THE BRITISH NATIONALITY ACT 1948 (BNA 48)

3. At the Commonwealth Conference in 1947 it was agreed that each of the self-governing dominions (Canada, Australia, New Zealand, Union of South Africa, Newfoundland, India, Pakistan, Southern Rhodesia and Ceylon) would introduce separate citizenship for those persons who belonged to each country but all would continue to share the common status of British Subject or Commonwealth Citizen—both terms to have the same meaning. The UK legislation, BNA 48 created the status of British Subject, citizen of the United Kingdom and Colonies (BSCUKC) for all those whose connection was with the UK itself or with a place which on 1 January 1948 was still a colony. This did NOT include those self-governing countries listed above.

4. This Act provided for the acquisition of BSCUKC status by those born or naturalised in the UK or an existing colony and by the first generation born abroad. There was no longer any restriction on the holding of dual nationality and persons acquiring citizenship of a foreign state did not automatically lose British nationality as a result. Adult aliens could acquire BSCUKC status by naturalisation but Commonwealth citizens and minor children were eligible in certain circumstances to acquire it by registration. Women who married CUKC husbands after 1 January 1949 had an entitlement to be registered as CUKCs themselves subject only to the production of evidence of a valid marriage.

5. The Act also provided for two categories of persons to remain "British Subjects" only (ie not CUKCs). These were persons connected with the Republic of Ireland and persons connected with one of the self-governing dominions which had not yet enacted its own citizenship law. From 1951 onwards the only persons remaining in the latter category were those connected with India or Pakistan.

6. Over the years most of the remaining colonies acquired independence within the Commonwealth. Normally those CUKCs who acquired citizenship of the newly independent country ceased to be CUKCs on independence day unless they possessed specified connections with the UK itself or with a place which remained a colony.

THE BRITISH NATIONALITY ACT 1981 (BNA 81)

7. BNA 81 which came into force on 1 January 1983 replaced citizenship of the UK and colonies with three separate citizenship:

   (i)  BRITISH CITIZENSHIP: for those persons who had the right of abode in the UK as defined in Section 2 of the Immigration Act 1971.

   (ii)  BRITISH DEPENDENT TERRITORIES CITIZEN: for those connected by birth or descent with a dependent territory.

   (iii)  BRITISH OVERSEAS CITIZEN: for those who did not belong to categories (i) or (ii) above.The term "Commonwealth Citizen" no longer has the same meaning as "British Subject" although persons connected with the Republic of Ireland, India or Pakistan who were British Subjects under the 1948 Act (see para 5 above) retained that status under the 1981 Act.
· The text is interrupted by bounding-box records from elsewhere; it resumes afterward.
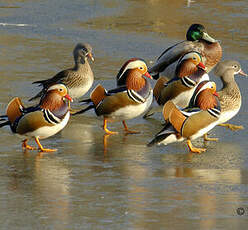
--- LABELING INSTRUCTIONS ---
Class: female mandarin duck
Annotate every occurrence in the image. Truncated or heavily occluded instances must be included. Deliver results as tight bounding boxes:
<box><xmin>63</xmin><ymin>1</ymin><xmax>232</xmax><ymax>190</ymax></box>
<box><xmin>215</xmin><ymin>60</ymin><xmax>248</xmax><ymax>130</ymax></box>
<box><xmin>76</xmin><ymin>59</ymin><xmax>153</xmax><ymax>134</ymax></box>
<box><xmin>148</xmin><ymin>81</ymin><xmax>221</xmax><ymax>153</ymax></box>
<box><xmin>0</xmin><ymin>84</ymin><xmax>72</xmax><ymax>152</ymax></box>
<box><xmin>144</xmin><ymin>51</ymin><xmax>209</xmax><ymax>117</ymax></box>
<box><xmin>149</xmin><ymin>24</ymin><xmax>222</xmax><ymax>80</ymax></box>
<box><xmin>30</xmin><ymin>43</ymin><xmax>94</xmax><ymax>101</ymax></box>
8. Women, whether Commonwealth or Foreign, no longer have an entitlement to registration but spouses (of either sex) may apply for naturalisation after three years normal residence in the UK. Citizenship may now be transmitted through either the male or female line except that in the case of an illegitimate child it can be acquired only through the mother.
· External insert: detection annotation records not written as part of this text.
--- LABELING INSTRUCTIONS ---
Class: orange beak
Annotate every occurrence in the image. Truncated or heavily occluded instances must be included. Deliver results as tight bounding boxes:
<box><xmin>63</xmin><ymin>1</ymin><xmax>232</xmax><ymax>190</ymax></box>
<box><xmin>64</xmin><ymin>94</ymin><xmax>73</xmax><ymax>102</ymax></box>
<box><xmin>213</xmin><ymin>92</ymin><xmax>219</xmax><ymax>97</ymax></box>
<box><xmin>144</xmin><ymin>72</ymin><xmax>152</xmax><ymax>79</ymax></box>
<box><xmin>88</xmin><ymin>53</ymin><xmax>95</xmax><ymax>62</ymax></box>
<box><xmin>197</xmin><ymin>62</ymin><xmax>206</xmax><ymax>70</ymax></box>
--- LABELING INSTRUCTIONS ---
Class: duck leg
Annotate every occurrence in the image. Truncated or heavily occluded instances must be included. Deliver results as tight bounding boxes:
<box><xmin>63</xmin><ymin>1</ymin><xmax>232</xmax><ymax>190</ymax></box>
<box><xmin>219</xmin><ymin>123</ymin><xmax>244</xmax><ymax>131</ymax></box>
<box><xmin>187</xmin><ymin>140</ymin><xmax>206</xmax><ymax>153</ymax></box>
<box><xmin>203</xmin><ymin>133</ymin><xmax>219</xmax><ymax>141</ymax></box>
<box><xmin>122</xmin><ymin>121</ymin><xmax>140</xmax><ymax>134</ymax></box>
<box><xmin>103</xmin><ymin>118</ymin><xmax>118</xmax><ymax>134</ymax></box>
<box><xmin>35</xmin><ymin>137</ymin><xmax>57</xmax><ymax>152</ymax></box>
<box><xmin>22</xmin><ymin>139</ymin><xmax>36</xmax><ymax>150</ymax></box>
9. In general, since 1 January 1983, it has been possible to acquire British Citizenship automatically:

(i)  by birth in the UK to a parent who is either a British Citizen or settled here under immigration law;

(ii)  by adoption in the UK by a British Citizenship parent;

(iii)  by birth outside the UK to a parent who is a British Citizen "otherwise than by descent"; and

(iv)  by birth outside the UK to a British Citizen parent in Crown (designated) or European community service.

10. There are preserved entitlements to registration for a limited period only in the case of certain married women and minor children. Special rules also apply to the acquisition of British Citizenship by BDTCs connected with Gibraltar and the Falkland Islands.